1. Place the brisket in a large bowl, add the Worcestershire sauce, paprika, mustard, chili powder, and 2 tablespoons of the olive oil, and toss. Let the brisket marinate for 30 minutes at room temperature.
2. When ready to cook, season the beef with the salt.
3. Set a 6-quart pressure cooker to the “browning” program. When it is hot, add the remaining 2 tablespoons olive oil and brown the beef in batches. As it is browned, transfer the beef to a baking sheet and set aside.
4. When all the brisket is browned, add the onion and garlic to the pressure cooker and cook for 6 minutes, or until the onion is soft and slightly translucent. Return the beef to the pressure cooker and add the beer, barbecue sauce, and brown sugar. Close and lock the lid, and set to “high pressure” for 1 1/2 hours.

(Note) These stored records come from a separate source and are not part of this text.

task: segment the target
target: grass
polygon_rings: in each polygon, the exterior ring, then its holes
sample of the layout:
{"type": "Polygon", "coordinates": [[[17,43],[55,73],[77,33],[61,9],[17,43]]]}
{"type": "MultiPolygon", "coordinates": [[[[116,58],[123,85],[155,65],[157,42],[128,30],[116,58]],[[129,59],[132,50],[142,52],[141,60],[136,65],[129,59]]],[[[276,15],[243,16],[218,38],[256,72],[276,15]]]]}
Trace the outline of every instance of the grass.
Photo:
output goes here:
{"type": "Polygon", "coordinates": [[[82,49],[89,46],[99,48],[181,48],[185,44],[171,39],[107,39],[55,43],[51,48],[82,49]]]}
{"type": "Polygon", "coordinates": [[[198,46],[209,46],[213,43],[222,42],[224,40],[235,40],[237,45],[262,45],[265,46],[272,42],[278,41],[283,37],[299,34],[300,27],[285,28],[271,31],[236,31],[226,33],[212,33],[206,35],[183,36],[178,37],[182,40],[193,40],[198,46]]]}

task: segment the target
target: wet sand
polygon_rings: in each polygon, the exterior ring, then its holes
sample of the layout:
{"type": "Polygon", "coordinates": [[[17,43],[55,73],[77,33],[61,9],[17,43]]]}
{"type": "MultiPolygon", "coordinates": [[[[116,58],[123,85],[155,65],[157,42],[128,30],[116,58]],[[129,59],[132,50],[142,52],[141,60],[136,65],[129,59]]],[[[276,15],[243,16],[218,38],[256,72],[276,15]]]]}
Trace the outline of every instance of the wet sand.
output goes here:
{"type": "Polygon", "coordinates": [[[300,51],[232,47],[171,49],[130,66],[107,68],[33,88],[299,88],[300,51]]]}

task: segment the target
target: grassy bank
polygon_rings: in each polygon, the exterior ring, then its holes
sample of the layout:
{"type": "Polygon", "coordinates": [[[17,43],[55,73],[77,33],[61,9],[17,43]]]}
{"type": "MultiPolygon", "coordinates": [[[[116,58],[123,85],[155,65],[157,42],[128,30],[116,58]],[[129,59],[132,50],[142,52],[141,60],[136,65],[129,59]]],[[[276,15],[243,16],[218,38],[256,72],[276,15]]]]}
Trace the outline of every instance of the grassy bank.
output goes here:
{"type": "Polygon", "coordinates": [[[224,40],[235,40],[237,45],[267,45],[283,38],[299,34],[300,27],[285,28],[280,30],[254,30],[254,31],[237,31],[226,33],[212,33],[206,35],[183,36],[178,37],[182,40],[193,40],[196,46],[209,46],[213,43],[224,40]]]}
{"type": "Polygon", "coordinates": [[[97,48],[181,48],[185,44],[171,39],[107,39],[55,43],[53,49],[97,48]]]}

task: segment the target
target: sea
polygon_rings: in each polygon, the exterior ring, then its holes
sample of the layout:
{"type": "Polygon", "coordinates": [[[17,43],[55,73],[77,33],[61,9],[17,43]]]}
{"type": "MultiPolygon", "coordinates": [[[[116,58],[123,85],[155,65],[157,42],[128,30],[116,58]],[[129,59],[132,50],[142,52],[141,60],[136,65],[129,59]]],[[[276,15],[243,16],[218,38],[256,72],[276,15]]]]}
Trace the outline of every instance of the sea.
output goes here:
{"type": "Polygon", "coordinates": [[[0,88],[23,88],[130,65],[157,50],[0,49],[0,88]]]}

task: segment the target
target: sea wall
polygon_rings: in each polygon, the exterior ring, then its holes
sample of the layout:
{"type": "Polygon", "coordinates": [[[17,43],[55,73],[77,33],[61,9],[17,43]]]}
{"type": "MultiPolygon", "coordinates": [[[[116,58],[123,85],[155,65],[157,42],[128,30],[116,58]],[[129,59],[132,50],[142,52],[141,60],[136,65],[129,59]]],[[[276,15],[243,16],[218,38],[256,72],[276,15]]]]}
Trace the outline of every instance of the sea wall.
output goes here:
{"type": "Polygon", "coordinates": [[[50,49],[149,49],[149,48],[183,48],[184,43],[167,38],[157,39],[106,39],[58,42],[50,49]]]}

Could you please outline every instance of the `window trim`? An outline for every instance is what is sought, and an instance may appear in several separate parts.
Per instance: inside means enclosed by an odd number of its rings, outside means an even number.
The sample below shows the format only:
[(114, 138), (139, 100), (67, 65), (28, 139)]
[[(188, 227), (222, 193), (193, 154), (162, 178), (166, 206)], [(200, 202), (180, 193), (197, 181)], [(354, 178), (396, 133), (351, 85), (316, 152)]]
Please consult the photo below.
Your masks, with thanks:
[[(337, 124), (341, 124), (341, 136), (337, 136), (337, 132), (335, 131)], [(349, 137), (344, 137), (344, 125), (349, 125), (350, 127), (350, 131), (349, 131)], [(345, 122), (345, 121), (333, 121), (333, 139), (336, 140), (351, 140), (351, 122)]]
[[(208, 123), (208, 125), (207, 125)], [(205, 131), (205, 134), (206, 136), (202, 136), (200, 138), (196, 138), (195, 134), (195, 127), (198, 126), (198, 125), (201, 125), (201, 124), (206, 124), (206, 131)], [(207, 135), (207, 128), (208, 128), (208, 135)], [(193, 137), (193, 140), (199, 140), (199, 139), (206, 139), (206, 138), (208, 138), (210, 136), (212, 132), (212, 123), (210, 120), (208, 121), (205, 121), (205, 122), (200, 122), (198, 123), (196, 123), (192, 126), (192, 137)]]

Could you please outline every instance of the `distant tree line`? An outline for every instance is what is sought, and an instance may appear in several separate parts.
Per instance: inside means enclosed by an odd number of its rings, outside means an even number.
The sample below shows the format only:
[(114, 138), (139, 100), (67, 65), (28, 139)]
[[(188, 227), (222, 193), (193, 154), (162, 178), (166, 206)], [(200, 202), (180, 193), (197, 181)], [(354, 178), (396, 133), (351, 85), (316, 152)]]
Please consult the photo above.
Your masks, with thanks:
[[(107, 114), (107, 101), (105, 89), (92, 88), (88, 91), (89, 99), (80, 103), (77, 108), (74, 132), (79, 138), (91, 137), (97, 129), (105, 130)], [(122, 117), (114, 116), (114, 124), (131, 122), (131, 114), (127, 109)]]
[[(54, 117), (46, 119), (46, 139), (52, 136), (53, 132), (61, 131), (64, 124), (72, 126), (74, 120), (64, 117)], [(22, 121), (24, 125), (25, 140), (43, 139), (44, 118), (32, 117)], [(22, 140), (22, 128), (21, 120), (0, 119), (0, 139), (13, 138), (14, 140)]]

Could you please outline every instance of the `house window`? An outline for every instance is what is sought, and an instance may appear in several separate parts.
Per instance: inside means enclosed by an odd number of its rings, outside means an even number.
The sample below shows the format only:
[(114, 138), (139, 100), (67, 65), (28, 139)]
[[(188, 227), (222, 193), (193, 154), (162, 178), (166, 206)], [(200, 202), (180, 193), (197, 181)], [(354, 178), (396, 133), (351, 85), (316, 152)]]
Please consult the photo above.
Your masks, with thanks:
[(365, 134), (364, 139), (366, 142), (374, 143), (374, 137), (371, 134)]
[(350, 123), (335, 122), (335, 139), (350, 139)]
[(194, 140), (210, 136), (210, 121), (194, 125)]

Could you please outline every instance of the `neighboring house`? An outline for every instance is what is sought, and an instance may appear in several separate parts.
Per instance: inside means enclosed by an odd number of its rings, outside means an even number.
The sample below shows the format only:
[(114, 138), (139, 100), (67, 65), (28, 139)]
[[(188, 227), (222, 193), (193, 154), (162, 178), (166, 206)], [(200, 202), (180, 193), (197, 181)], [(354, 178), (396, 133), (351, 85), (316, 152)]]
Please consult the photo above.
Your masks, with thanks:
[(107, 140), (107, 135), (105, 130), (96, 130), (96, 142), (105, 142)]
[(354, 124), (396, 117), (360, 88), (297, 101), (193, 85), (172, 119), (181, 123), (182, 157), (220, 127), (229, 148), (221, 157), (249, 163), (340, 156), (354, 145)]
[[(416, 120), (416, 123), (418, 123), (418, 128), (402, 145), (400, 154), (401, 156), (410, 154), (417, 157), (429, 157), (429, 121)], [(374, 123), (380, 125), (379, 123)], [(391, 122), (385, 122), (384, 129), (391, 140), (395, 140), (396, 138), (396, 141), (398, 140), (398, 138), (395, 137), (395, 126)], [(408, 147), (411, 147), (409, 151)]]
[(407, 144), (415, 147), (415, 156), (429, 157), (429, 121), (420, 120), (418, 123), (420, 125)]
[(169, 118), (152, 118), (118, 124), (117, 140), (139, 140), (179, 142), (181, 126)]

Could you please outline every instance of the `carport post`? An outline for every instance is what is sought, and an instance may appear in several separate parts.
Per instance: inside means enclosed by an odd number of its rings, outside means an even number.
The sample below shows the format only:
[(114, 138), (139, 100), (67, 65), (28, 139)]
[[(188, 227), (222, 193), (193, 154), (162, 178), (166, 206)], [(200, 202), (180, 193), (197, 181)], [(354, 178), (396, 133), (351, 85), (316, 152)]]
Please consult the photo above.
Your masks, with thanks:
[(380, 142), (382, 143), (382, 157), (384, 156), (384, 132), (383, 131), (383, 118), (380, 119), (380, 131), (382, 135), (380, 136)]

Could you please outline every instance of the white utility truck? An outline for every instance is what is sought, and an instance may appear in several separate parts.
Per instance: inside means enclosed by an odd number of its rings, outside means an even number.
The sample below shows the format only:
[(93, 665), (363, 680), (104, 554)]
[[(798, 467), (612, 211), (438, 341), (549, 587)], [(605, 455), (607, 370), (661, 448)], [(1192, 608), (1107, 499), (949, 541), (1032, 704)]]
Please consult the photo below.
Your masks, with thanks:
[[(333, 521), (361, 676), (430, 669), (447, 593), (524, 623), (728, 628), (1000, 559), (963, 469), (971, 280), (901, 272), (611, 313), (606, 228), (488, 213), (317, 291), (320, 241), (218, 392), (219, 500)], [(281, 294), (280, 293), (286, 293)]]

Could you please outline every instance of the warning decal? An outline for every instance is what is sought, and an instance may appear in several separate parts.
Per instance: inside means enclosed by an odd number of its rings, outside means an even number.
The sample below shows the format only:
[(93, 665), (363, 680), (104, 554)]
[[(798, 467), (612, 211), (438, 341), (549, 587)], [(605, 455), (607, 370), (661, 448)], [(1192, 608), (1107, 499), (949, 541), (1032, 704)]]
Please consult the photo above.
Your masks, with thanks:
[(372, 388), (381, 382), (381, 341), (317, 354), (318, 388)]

5. Open the pressure release valve, allow the steam to escape, and carefully unlock and open the lid. Transfer the beef to a baking sheet, and when it is cool enough to handle, thinly slice it across the grain.
6. Set the pressure cooker to the “simmer” program. Return the beef and any accumulated juices to the cooker and cook
for 15 to 20 minutes.
7. Serve the brisket on slider buns, topped with the coleslaw.
8. The brisket can be stored in an airtight container in the refrigerator for up to 3 days or frozen for up to 3 months.